I have a terribly ordinary confession: I struggle with balancing all the priorities in my life competing for share of my time and attention. This is the universal challenge transcending culture, economic status, and time. The poor man has to sacrifice time and experiences with his family to put food on the table. The rich man has to sacrifice the very same to maintain his extravagant success. We all end up pinching pennies and giving up time with the ones we love in one way or another.
The worst part? It is inherent to the human condition that this struggle follows us wherever we go and however old we grow. We are cursed to feel like we’ve met our limits during the gradual ascent to adulthood, every transient friendship and misguided goal pecking away at our hearts and welcoming self-doubt. I remember when finishing classwork and going out with friends was a challenge to balance. That was before.
Then there’s after: young adulthood in a new city where I don’t know anyone, a chain of jobs in a soul-sucking career, a relationship I want to nurture and not burn down as I burn out. More bills than ever, more expensive groceries than ever. They just keep going up, too.
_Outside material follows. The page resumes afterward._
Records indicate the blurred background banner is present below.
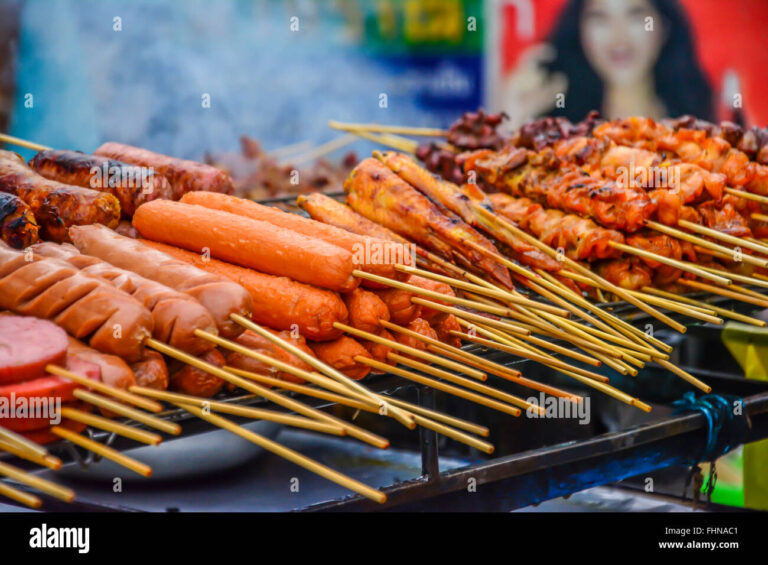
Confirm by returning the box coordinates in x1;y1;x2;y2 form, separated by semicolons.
0;0;767;160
Meanwhile, there are no raises or promotions on the horizon at work. We’re just expected to keep slogging along with a growing mountain of expenses and a smile plastered on our faces. We should be grateful to be exploited as our productivity continues rising exponentially while wages stagnate. As costs rise, our real wages are actually going down. No one told me about this part before.
Before, I was a chronic people-pleaser who was worried about holding onto bad friends. I allowed the worst people I’ve met to get close to me because it wasn’t until after that I learned I was allowed to say no to people in my life. I stopped letting life happen to me. Now, I live like a hermit with my long-term partner. I don’t have to worry about bad friends getting close to me just to try to burn my life down anymore. I don’t have to worry about any friends anymore, really. It’s a lonely but safe existence.
Instead, I throw myself into my work. I focus on climbing the ladder and trying to catapult myself toward success and financial stability. It’s a different thing to balance. I’m still learning how not to be a people-pleaser and how to set boundaries at work, but when work takes over your life, it does so differently than a bad friend. Workaholism is its own bad influence that reinforces itself by tying itself to your livelihood in every way. If you underperform, you can lose your home, healthcare, and everything you own in life. If you force yourself to overachieve, then you trick yourself into believing you’ll never be the one on the chopping block.
My priorities shift over the years. I imagine they’ll continue to shift as long as I keep growing old. I intend to keep one thing the same by keeping my partner at the very top of my list. No matter what changes in life occur below, we’ll get through it all by continuing to put each other first.